How should this be viewed? Wales is doing better at getting R down to lower levels or is it more a case of excess deaths because hospitals were overwhelmed have disappeared? Should lockdown in Wales be eased faster due to lower R or more slowly due to higher infection rate?

(Yes, I should probably also distinguish current infection rate from past infection rate. High current rate probably causing slower easing of lockdown while higher past infection rate might mean more easing of restrictions possible due to any immunity effects. Not sure what numbers to look at for this.)


Should we be easing restrictions to get R to 0.9 or is it more a case of want R to be much lower than 0.9 but we can't afford economic cost or something else?

Frank said...

crandles, as a German I can tell you that these "BS social media" are also involved here.

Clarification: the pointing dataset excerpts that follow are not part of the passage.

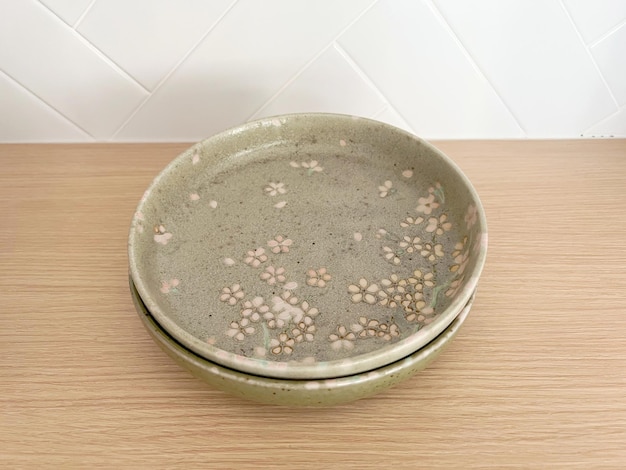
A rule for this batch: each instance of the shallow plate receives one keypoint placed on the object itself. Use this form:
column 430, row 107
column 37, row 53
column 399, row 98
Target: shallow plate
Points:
column 308, row 246
column 299, row 392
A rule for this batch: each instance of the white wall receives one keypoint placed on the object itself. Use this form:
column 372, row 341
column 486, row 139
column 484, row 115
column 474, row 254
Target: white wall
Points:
column 181, row 70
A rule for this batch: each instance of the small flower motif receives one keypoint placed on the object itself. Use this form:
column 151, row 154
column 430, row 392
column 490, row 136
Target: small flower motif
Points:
column 413, row 302
column 239, row 330
column 426, row 315
column 280, row 244
column 386, row 189
column 432, row 252
column 275, row 188
column 381, row 233
column 169, row 286
column 427, row 204
column 438, row 225
column 254, row 258
column 411, row 245
column 411, row 221
column 391, row 255
column 273, row 275
column 304, row 331
column 308, row 310
column 317, row 278
column 459, row 246
column 455, row 286
column 435, row 189
column 254, row 309
column 283, row 345
column 373, row 328
column 427, row 279
column 231, row 295
column 363, row 292
column 161, row 235
column 387, row 332
column 343, row 339
column 471, row 216
column 312, row 166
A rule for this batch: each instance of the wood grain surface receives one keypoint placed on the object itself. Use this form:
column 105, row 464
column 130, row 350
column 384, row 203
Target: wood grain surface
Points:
column 536, row 378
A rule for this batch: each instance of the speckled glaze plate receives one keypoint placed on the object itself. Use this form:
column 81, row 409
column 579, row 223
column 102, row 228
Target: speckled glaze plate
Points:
column 308, row 246
column 316, row 392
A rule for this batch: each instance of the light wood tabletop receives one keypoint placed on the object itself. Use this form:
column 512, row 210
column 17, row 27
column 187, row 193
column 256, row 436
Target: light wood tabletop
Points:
column 535, row 379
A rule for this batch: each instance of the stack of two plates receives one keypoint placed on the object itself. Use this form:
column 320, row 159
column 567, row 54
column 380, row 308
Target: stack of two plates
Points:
column 307, row 259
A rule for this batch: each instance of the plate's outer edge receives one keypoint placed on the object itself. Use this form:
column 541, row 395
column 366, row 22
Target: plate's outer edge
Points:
column 326, row 369
column 299, row 393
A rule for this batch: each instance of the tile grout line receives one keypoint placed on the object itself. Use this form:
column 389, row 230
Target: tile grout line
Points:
column 290, row 80
column 171, row 72
column 85, row 42
column 472, row 61
column 602, row 37
column 54, row 109
column 363, row 76
column 591, row 57
column 83, row 15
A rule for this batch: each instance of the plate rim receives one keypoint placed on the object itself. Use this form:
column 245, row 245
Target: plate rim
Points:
column 327, row 369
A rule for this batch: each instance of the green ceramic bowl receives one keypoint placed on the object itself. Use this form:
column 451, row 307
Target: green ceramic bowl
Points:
column 319, row 392
column 308, row 246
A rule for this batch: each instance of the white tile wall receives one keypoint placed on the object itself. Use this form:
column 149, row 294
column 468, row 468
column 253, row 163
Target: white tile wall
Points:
column 174, row 70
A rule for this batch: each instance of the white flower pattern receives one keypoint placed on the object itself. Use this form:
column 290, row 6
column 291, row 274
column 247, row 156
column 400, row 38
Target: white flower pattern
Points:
column 274, row 189
column 280, row 244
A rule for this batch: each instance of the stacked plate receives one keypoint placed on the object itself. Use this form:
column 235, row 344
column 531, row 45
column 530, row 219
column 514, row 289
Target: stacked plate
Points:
column 307, row 259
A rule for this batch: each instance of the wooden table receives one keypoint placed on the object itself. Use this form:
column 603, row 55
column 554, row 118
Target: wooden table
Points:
column 536, row 378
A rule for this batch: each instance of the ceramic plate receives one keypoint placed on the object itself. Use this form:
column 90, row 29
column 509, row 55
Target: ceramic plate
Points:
column 308, row 246
column 299, row 392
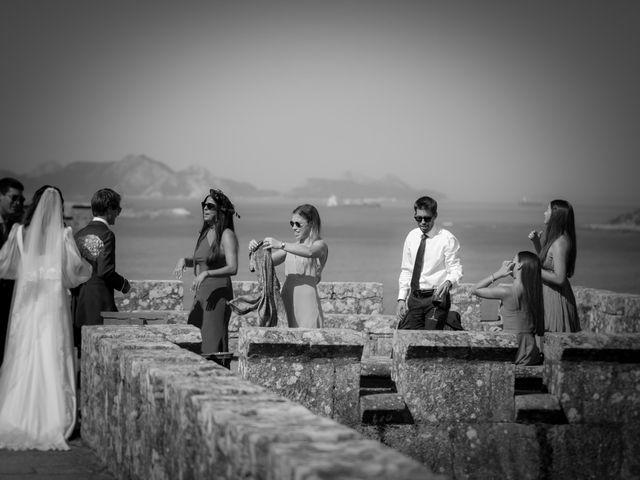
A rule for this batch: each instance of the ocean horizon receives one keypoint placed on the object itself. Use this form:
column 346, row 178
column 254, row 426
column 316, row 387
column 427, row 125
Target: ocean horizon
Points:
column 365, row 242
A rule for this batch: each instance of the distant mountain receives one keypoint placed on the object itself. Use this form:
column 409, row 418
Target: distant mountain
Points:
column 134, row 176
column 388, row 187
column 139, row 176
column 626, row 222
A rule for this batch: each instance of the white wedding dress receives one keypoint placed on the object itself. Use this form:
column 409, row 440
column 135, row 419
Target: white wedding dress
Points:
column 37, row 378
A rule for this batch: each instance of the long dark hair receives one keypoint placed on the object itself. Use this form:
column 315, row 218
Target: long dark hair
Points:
column 28, row 215
column 226, row 212
column 311, row 215
column 561, row 222
column 531, row 278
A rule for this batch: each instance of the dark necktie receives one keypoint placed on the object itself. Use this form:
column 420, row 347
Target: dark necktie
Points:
column 417, row 266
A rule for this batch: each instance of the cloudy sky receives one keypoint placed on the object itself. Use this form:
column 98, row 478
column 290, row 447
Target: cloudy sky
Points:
column 482, row 100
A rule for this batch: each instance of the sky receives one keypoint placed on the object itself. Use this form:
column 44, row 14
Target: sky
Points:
column 481, row 100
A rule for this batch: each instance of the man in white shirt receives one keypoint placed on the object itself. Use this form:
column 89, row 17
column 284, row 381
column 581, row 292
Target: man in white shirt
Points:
column 430, row 267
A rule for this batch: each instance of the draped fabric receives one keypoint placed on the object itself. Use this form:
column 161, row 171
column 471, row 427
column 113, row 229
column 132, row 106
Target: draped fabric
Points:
column 268, row 302
column 37, row 378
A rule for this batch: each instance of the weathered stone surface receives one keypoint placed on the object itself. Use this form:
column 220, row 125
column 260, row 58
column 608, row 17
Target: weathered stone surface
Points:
column 468, row 450
column 539, row 408
column 153, row 410
column 448, row 376
column 335, row 297
column 152, row 295
column 318, row 368
column 594, row 452
column 384, row 408
column 595, row 376
column 337, row 461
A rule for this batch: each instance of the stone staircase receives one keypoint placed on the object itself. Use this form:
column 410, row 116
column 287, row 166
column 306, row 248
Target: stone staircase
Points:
column 380, row 403
column 533, row 403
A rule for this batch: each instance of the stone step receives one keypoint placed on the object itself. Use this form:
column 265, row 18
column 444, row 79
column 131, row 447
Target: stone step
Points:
column 539, row 408
column 384, row 408
column 376, row 366
column 364, row 391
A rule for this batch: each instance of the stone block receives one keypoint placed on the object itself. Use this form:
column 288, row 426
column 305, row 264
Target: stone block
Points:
column 152, row 295
column 319, row 368
column 595, row 376
column 448, row 376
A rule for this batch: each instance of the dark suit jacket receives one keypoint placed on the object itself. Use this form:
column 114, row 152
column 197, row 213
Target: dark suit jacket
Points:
column 97, row 244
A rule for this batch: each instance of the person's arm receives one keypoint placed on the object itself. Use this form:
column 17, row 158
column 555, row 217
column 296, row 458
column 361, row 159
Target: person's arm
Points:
column 452, row 265
column 184, row 262
column 106, row 265
column 560, row 251
column 534, row 236
column 277, row 256
column 230, row 244
column 404, row 280
column 483, row 288
column 75, row 269
column 317, row 249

Many people go to "Freedom demonstrations", believing all the stupid things that are spreaded. IMO there is not a big difference between UK and Germany. Why has Germany the better outcome in the case of Covid-19? A little luck at first. And we had the advantage of having a scientist (Physics) as the leader, listoning to the virulogists, making evidence based decisions. However, this advantage is dead and gone now.

James Annan said...

crandles, the only data that are worth anything in terms of comparisons are deaths and even that assumes they are counting equivalently.

Germany did better because it locked down sooner. Sure, cases looked high, but that was just because they were testing. Deaths were lower, meaning they weren't up the exponential curve so far.

The future is still very uncertain everywhere, but worse in the UK than just about everywhere else in Europe, it seems.

crandles said...

>worse in the UK than just about everywhere else in Europe

Just found https://www.worldometers.info/coronavirus/#countries
can be sorted by deaths per 1m population:

San Marino 1,209
Belgium 784
Andorra 660
Spain 591
Italy 528
UK 511

UK overtaking Italy and possibly Spain may well be likely.

11 of top 12 countries are in Europe. Perhaps indicates numbers of deaths may well not be equivalent between more and less developed countries.